As Aaron’s field coach for the show, I saw several key elements that created strength in his message. Remember these elements so you can convince someone that your idea is worth driving:
- Be authentic: When we first worked together, Aaron was trying to find his voice and a natural way to share his story. Television is, after all, a visual medium – and producers are looking for a certain amount of energy and enthusiasm. But how much was too much – and how to find the “right” approach? Powell remained focused on his numbers, his story and ultimately, the real needs of his business. Coaching helped him stay alone, and his authenticity created an atmosphere of trust. Powell was not trying to be anyone but what he was. As the saying goes, “Be your own. Everyone else is busy. “
- Create an experience: The moment Barbara asked to get on the bike was a turning point. “When someone can experience a product,” Powell says via Zoom, “there’s a greater understanding of what’s really available.” The transition from concepts to experience is a vital part of creating a compelling tone. Because, concepts inform – but experiences are forced. We explored the difference between languages information and language creation. Because being more informed is great, but the real goal of any field is the incentive to make a deal. After all, as I tell my clients who teach pitch: if your investors get smarter but you’re not richer, you’re doing it wrong. Achieving a balance between information and outcomes is key. Take ideas out of people’s minds and put them in their hands and move in the right direction. Demonstrate, don’t pontify and your message will get home.
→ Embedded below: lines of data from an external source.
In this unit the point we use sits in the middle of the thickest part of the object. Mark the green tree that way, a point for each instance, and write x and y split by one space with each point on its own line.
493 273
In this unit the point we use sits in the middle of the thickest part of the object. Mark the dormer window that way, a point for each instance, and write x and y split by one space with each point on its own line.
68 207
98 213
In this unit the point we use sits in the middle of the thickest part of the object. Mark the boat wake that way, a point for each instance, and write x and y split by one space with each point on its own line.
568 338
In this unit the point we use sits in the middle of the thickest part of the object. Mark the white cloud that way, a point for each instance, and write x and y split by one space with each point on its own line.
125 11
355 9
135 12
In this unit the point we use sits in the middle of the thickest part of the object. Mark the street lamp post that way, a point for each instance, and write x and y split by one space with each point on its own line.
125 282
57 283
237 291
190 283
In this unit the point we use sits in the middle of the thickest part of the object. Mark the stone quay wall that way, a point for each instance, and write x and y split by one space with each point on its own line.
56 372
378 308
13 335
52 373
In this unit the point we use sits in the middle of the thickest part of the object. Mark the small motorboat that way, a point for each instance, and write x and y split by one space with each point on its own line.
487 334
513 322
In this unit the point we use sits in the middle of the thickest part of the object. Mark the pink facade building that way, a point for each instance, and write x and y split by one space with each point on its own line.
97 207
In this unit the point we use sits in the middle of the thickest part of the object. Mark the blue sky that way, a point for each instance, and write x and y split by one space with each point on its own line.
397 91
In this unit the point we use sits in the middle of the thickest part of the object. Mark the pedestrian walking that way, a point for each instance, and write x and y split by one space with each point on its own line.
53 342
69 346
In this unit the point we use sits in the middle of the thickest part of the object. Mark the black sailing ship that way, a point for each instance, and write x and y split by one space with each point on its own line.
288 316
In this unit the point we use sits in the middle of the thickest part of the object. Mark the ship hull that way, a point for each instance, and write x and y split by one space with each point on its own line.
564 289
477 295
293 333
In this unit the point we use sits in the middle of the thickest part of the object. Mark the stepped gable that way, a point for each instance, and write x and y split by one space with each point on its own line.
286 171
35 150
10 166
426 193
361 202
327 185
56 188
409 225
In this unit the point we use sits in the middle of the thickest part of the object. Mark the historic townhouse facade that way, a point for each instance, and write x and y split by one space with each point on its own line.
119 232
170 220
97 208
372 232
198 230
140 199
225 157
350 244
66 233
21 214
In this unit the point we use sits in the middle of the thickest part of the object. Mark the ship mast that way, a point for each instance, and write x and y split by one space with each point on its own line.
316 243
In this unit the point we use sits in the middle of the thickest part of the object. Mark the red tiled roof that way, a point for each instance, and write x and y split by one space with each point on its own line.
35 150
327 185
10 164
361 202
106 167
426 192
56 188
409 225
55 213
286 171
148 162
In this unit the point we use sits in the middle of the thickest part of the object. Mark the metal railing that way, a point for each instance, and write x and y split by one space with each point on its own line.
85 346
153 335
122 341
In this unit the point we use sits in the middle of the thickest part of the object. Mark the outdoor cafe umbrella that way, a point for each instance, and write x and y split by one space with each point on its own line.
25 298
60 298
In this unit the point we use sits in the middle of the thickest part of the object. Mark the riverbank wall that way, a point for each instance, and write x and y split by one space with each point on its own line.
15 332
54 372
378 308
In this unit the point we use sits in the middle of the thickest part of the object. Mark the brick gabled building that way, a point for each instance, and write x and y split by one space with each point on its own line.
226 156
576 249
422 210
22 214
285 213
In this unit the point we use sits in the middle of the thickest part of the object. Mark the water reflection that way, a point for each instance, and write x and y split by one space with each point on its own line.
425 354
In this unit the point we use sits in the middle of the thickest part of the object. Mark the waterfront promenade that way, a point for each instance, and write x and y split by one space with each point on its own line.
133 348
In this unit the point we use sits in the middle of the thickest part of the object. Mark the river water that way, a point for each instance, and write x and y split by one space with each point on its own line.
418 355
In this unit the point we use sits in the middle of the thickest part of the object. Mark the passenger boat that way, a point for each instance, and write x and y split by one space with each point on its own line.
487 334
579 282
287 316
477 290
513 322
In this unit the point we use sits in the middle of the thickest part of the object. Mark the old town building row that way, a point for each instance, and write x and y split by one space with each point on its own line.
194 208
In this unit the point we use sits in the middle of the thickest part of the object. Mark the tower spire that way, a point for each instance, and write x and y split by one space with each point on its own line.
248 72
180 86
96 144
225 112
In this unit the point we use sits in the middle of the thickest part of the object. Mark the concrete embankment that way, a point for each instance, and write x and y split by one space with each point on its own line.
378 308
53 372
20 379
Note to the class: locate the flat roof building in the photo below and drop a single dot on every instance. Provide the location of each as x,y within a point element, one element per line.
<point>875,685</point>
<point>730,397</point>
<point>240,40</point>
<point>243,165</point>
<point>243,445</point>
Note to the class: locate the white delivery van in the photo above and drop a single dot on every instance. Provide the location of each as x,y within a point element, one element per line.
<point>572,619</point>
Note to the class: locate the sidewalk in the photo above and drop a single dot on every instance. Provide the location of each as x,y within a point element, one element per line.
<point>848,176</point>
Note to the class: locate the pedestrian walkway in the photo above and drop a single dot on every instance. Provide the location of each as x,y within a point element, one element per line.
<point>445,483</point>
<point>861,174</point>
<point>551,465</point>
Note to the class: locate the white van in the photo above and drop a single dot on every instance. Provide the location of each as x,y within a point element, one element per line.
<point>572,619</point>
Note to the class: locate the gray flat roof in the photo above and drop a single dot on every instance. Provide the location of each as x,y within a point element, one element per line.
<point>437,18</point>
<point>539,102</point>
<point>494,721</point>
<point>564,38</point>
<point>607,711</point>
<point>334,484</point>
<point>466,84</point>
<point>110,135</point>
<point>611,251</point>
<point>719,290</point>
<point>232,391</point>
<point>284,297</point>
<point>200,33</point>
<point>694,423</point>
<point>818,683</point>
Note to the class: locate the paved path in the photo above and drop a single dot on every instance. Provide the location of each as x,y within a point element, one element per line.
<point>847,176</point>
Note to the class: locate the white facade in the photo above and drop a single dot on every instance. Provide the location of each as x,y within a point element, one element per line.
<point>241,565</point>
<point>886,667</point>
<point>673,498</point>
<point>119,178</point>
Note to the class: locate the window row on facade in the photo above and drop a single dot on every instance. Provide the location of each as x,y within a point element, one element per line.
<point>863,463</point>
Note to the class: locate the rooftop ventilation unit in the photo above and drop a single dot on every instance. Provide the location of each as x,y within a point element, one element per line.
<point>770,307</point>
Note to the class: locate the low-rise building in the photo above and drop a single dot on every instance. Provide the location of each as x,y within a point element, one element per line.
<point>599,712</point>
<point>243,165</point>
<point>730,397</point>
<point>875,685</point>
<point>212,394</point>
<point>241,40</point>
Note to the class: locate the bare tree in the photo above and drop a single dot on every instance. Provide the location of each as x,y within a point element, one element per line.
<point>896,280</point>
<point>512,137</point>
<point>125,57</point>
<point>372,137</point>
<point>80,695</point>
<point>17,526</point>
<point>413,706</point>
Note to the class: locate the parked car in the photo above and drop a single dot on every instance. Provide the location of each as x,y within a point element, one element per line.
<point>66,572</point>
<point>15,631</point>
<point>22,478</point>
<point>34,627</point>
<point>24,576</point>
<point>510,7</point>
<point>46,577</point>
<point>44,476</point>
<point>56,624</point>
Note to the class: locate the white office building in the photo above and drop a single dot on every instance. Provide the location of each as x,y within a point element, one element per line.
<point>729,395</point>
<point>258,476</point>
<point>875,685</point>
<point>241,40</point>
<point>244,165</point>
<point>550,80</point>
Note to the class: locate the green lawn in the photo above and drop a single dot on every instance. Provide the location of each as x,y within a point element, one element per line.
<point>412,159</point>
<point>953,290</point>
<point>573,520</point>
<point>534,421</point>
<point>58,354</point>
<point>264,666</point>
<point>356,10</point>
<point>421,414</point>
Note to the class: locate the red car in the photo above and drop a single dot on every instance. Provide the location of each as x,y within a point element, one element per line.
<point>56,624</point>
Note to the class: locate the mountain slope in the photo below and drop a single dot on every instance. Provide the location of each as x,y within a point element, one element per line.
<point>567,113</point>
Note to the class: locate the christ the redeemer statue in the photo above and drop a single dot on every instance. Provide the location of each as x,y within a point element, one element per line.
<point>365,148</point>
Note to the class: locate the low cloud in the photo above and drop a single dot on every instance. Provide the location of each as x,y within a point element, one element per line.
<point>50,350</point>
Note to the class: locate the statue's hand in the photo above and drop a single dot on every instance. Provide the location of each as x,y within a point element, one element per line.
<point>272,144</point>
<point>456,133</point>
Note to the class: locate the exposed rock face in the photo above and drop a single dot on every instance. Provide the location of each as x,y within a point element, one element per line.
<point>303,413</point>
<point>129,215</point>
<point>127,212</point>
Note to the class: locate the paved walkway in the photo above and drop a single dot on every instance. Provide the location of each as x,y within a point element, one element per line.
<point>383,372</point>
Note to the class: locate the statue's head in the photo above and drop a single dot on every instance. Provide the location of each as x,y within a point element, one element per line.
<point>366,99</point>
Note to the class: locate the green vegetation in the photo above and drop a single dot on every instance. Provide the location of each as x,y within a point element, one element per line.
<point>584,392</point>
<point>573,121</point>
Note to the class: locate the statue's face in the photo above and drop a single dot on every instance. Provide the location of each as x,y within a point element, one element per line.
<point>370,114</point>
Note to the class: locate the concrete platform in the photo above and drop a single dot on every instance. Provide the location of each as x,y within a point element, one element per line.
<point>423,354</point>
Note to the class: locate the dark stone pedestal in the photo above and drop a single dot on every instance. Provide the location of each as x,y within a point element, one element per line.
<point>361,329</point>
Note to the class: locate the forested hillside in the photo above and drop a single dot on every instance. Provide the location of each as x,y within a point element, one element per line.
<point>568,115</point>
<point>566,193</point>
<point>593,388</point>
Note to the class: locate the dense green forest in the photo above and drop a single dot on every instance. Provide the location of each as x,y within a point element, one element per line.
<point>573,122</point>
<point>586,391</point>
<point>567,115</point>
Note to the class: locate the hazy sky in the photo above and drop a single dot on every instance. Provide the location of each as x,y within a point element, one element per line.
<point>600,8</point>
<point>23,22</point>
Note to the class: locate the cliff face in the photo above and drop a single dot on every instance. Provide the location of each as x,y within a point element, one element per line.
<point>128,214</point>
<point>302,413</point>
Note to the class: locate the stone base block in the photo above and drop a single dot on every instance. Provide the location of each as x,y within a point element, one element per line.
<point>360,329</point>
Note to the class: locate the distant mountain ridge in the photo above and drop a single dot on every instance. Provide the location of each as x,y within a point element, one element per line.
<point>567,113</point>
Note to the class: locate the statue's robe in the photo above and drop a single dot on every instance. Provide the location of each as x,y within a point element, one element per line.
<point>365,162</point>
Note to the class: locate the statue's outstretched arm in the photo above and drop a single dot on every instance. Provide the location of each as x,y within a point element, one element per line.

- Don’t back down: Are you really clear about what you need for yourself, your career and your job? Powell was. He knew how his job worked, so he knew Barbara’s initial offer didn’t fit. His counter-offer was placed ua context, so that everyone understood why he could not accept the ownership position she originally wanted. The conversation was just a job – and no ego. When it comes to compelling height, context conquers content. Details, numbers and finances are all parts of the story – but not the whole story. By giving a little clarity about his financial position, Powell paved the way for a new solution. How do you provide context for your next proposal or presentation?
- Is it possible: Since he was on the show during the pandemic, Powell had to rent a cargo van, put two bikes in the back, and drive from North Texas to film in Las Vegas. “Traveling by plane was not an option for me,” he says simply. So while it wasn’t exactly glamorous to drive a cargo van across the desert, it was possible. The mental game — isolation, three days of driving, and eating food for one week’s service — was exhausting. But feasible. “It wasn’t comfortable, but it wasn’t impossible,” Powell says. Saying “yes” to opportunities and understanding that discomfort doesn’t have to stop you is key to finding new opportunities. (And maybe a way to get through this crazy pandemic!)
Aaron knew he needed some guidance on the journey. Isn’t everyone? I am grateful that we had to work together. At the same time, I am grateful to the coaches in my life who help me along the way. While working with entrepreneurs in the SXSW review competition, MassChallenge, Y Combinator and other investor opportunities, I always make sure I have a coach in my corner as well. Because I want to make sure that at every meeting, every conversation and that, even every one, I bring my best self Forbes mail. Coaching is an important part of my business model – and you?
A great excerpt from Aaron’s experience is: you don’t have to go alone. In our joint work, we created a rehearsal space – an online meeting where we reviewed different scenarios so that he did not have to enter the container unprepared. In my experience, understanding is what breeds confidence, clarity and results. When it’s time to progress in your business and career, remember: you don’t have to do it. Self-confidence is nice, but there is something more important than just feeling good about yourself and your field. Once you figure out what you can face, before you get into your version Shark Tank, you are investing in your success.